Before valiantly jumping to help the poor defenceless people who rejoice at the Ubuntu fonts abundance, let’s define the issue, shall we?
Those poor babylonians in need of cuneiforms will get them at install time. Then, either they know about fonts and install them egyptian hieroglyphs when needed, either they don’t care. To be clear, I’m not kidding about cuneiforms and hieroglyphs, they are included by default.
As I see it, the issue is too many irrelevant choices in the font selection - for anyone.
One of rituals I do on every clean Kubuntu (my OS of choice) install is
sudo apt purge fonts-{noto-unhinted,noto-cjk,beng*,deva*,gargi,gujr*,guru*,indic,kacst*,kalapi,khmeros-core,knda,gubbi,lklug-sinhala,mlym,orya*,navilu,nakula,pagul,sahadeva,sarai,sil-*,smc*,taml,telu*,thai-tlwg,tlwg-*,yrsa-rasa,lohit*,samyak*}
Lots of fun, I even uninstalled Kubuntu at one time because I was too nervous to read the depedencies list . Then I’m going into System Settings and disable or delete the Noto variants I don’t need. Because Noto variants cannot be uninstalled, just deleted. It’s good that every alphabet has several variants, but who can say the differences among them, let alone needing all of them. So, yeah, I’m willing to jump through those hoops to protect my sanity from the excessive scrolling.
Aside from blaming the apps for not being able to scroll through more than a hundred fonts while displaying them (I’m being sarcastic here), there is the cognitive load. The last thing I need when I feverishly scramble to put my last idea into design is to scroll through one hundred Noto fonts. Even someone using Bengali language on their system would appreciate not having to scroll so much when they need the Yrsa font.
What can be done to decrease the font selection choice burden? Obviously, there need to be fewer choices.
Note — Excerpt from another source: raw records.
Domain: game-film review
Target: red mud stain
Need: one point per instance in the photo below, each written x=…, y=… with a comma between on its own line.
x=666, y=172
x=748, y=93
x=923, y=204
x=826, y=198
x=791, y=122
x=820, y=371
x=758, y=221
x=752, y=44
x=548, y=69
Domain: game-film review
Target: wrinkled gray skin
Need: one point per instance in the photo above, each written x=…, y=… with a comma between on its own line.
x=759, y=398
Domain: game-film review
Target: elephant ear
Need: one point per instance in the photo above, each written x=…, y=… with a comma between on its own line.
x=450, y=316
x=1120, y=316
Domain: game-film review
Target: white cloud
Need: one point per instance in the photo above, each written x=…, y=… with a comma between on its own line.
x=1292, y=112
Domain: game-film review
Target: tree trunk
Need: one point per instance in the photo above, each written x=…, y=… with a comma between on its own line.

I expect most of the solutions coming from the GUI designers. I.e. many of the choices are only variants of Noto - collapsing them into a flyout menu would be a serious help.
Another option would be to have the fonts installed, but disabled. Then, during the system install, the user would be presented with a fonts list, just like the app list, and would be asked to choose what to enable (although enabling fonts is a KDE thing, I’m not sure how well it translates to other desktop environments)
Having a font install dialog structured by alphabets the same way countries are structured by continents would also help. Or having the font selection structured the same way.
On the one hand, the current situation affects people needing more than the system installation fonts or people working with fonts, usually in the design business. I’m not sure how many are they. Considering how common working with Word/Writer documents is, their numbers could be significant.
On the other hand, who would be affected by not having all the fonts pushed through the installation by default? The most important fonts are the ones used for the installation of the system and those are the ones most people care about. Whoever wants more fonts knows to cherry pick from list.
So, who needs hieroglyphs next to their cuneiforms and cannot install them? I cannot think of anyone.